Endpoint filtering and validation
Safeguarding the endpoint is vital to big data security. The first step is to only use trusted certificates and testing resources prior to utilisation. Another way to secure the network is to employ a mobile device management solution which prevents dissemination of information by providing the ability to locate, lock and wipe lost devices. Additionally, this tool can prevent unauthorised copying from company data.
Techniques to detect outliers and statistical similarities are used to filter malicious content and validate data, preventing various nefarious cyber-attacks which use multiple identities and duplicate data.
Data privacy
Maintaining data privacy on this scale is a difficult proposition. Differential privacy is recommended by the CSA. This method minimizes the chance of record identification, while maintaining query accuracy. In addition to this, homomorphic encryption should be used to store and process information in the cloud. This advancement allows computation to be performed without decrypting the data, thus also allowing outsourced vendors to deal with data successfully without revealing private information.
Beyond these security measures, employees need to be made aware of privacy policies and authorisation regulations. It is also suggested that privacy-preserving data composition be implemented. This controls leakage from various databases by way of monitoring the arrangements and links connecting the databases.
Big data encryption
There are many advanced cryptography models available and many of them now allow running searches on encrypted information. The CSA advises using a variety of cryptographic methods to protect big data.

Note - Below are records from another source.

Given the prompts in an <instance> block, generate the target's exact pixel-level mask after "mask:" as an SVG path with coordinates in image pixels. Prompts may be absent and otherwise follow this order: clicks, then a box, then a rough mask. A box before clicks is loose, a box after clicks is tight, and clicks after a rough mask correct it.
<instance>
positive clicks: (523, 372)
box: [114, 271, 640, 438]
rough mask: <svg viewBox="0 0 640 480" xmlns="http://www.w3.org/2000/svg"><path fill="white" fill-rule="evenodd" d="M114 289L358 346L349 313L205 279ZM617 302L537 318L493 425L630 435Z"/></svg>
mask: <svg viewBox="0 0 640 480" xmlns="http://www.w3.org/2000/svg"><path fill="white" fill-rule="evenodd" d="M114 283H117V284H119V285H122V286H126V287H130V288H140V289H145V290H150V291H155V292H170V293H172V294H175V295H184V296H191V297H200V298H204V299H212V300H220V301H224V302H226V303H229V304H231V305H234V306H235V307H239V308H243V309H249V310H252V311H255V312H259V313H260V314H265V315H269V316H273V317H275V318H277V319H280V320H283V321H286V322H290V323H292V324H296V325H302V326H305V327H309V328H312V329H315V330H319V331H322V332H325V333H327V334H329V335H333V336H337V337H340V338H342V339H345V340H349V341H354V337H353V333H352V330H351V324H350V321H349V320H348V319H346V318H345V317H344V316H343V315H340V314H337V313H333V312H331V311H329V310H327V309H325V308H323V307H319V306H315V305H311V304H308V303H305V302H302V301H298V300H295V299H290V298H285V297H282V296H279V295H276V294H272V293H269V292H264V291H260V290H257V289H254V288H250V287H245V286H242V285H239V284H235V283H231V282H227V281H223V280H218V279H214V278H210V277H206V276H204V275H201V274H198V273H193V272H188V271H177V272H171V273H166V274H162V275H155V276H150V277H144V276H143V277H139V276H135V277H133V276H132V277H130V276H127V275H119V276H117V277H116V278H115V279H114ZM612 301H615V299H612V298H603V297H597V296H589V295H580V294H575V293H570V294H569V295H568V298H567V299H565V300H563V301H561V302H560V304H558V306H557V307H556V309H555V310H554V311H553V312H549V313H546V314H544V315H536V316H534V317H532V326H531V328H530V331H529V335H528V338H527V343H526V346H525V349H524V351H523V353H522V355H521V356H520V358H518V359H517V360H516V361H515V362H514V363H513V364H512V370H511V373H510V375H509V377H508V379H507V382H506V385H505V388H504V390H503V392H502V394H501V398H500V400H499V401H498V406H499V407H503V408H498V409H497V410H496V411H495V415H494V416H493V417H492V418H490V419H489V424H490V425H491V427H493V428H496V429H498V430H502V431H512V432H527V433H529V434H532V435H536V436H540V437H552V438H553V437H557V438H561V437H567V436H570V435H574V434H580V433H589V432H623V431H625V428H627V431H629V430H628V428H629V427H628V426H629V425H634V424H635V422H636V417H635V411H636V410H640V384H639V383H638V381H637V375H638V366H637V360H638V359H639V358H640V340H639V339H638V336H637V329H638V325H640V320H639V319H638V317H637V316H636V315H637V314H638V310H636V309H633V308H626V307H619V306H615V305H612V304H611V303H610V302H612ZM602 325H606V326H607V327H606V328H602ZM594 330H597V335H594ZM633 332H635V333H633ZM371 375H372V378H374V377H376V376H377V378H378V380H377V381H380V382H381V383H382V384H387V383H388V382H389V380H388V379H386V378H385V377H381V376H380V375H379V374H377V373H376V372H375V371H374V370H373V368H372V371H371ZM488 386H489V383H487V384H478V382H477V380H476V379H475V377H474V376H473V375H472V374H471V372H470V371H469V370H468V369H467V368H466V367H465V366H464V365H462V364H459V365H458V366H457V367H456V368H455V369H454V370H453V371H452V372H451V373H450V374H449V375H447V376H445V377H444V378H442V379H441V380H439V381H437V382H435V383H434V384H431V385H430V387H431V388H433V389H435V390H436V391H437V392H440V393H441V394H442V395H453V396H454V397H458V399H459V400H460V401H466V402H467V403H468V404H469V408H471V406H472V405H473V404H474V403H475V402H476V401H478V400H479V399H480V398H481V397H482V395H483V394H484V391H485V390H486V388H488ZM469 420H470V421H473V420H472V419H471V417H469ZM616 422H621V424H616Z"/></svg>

There is relational encryption which allows comparison of encrypted data via data signal boosters without divulging encryption keys, as well as identity-based encryption which enables encryption for a given identity. Attribute-based encryption has the power to integrate access control into the encryption package and lastly, converged encryption utilizes encryption keys to aid the identification of duplicate data.
Audit the system
Auditing big data security is critical to maintain a safe environment. This is particularly true after a cyber-attack. The audit trail is followed to assess accessibility to information and security controls in place. It is imperative to store this audit data separately to prevent it skewing big data. There are various open source audit software protocols available and this facilitates the audit process.
Big data can pose big problems unless the correct strategies and techniques are employed to secure the data adequately. It is crucial to implement a comprehensive security scheme to protect data at every facet of the business big data pipeline to ensure that the data used for making business decisions is true, accurate and safe.